Usually if the display drm driver is allocating the buffers that might be scanned out, it just needs to have minimal knowledge of the GPU (pitch alignment constraints). I don't think we need a 3rd device just to allocate buffers.
While Mali can render to pretty much any buffer, there is a mild performance improvement to be had if the buffer stride is aligned to the AXI bus's max burst length when drawing to the buffer.
So in some respects, there is a constraint on how buffers which will be drawn to using the GPU are allocated. I don't really like the idea of teaching the display controller DRM driver about the GPU buffer constraints, even if they are fairly trivial like this.
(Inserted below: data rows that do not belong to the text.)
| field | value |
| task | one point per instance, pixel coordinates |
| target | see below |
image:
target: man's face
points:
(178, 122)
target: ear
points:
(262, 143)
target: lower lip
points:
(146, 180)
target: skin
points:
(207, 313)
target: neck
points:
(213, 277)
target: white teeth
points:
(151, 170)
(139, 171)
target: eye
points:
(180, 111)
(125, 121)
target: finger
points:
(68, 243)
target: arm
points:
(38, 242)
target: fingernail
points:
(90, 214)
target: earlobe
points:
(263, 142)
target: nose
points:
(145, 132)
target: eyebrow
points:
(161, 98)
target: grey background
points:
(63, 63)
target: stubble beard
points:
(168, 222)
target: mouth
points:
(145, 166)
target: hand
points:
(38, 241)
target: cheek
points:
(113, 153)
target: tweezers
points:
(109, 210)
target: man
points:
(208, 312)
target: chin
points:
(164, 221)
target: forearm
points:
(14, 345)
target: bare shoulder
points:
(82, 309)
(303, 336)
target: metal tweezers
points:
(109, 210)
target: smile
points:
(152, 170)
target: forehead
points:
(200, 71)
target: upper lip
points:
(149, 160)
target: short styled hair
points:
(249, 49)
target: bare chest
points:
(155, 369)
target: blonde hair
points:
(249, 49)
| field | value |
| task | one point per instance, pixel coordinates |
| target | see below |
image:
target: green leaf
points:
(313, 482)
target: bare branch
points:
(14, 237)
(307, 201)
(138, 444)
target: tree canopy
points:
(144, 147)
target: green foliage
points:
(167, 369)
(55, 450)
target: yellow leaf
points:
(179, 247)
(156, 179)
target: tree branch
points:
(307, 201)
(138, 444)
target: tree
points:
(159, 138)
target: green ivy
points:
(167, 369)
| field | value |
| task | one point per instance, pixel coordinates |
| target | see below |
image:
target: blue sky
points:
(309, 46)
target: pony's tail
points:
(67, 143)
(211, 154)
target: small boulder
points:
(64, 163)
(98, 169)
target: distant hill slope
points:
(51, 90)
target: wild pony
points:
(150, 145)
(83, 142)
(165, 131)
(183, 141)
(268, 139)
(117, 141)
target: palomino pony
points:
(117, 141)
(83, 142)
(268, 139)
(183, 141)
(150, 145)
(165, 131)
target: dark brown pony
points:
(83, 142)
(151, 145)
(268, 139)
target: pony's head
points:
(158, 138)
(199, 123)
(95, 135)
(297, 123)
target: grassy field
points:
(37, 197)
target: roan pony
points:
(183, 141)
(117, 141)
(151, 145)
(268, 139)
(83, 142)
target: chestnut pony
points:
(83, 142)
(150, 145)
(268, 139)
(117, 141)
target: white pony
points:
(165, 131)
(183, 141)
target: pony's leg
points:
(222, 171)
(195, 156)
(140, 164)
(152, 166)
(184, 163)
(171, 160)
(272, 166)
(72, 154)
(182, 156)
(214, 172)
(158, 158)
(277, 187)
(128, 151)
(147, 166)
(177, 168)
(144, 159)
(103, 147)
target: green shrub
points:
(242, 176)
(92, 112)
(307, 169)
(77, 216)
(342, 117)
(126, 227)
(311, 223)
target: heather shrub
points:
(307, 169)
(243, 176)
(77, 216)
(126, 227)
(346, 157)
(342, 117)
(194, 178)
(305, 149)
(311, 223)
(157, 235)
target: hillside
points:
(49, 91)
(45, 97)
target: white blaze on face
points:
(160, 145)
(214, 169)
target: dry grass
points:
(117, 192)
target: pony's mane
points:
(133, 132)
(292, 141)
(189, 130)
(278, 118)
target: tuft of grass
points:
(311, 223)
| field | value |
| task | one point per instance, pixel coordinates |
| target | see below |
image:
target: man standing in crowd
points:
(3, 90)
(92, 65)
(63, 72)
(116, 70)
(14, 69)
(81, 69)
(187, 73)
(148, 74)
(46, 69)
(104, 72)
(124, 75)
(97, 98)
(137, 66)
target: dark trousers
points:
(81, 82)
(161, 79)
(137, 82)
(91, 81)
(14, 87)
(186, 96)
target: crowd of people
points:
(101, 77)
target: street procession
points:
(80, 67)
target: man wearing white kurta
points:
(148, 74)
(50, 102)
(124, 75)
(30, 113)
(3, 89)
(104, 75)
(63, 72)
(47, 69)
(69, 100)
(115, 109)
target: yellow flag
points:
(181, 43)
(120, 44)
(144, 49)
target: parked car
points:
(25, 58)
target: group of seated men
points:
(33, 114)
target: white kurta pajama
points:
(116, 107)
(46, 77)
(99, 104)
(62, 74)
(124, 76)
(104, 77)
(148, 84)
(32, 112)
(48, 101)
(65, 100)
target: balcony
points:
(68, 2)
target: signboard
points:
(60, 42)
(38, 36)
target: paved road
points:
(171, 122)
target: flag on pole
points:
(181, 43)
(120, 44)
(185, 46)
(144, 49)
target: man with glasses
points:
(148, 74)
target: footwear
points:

If the same display HW IP is being used on several SoCs, it seems wrong somehow to enforce those GPU constraints if some of those SoCs don't have a GPU.
We may also then have additional constraints when sharing buffers between the display HW and video decode or even camera ISP HW. Programmatically describing buffer allocation constraints is very difficult and I'm not sure you can actually do it - there's some pretty complex constraints out there! E.g. I believe there's a platform where Y and UV planes of the reference frame need to be in separate DRAM banks for real-time 1080p decode, or something like that?
Anyway, I guess my point is that even if we solve how to allocate buffers which will be shared between the GPU and display HW such that both sets of constraints are satisfied, that may not be the end of the story.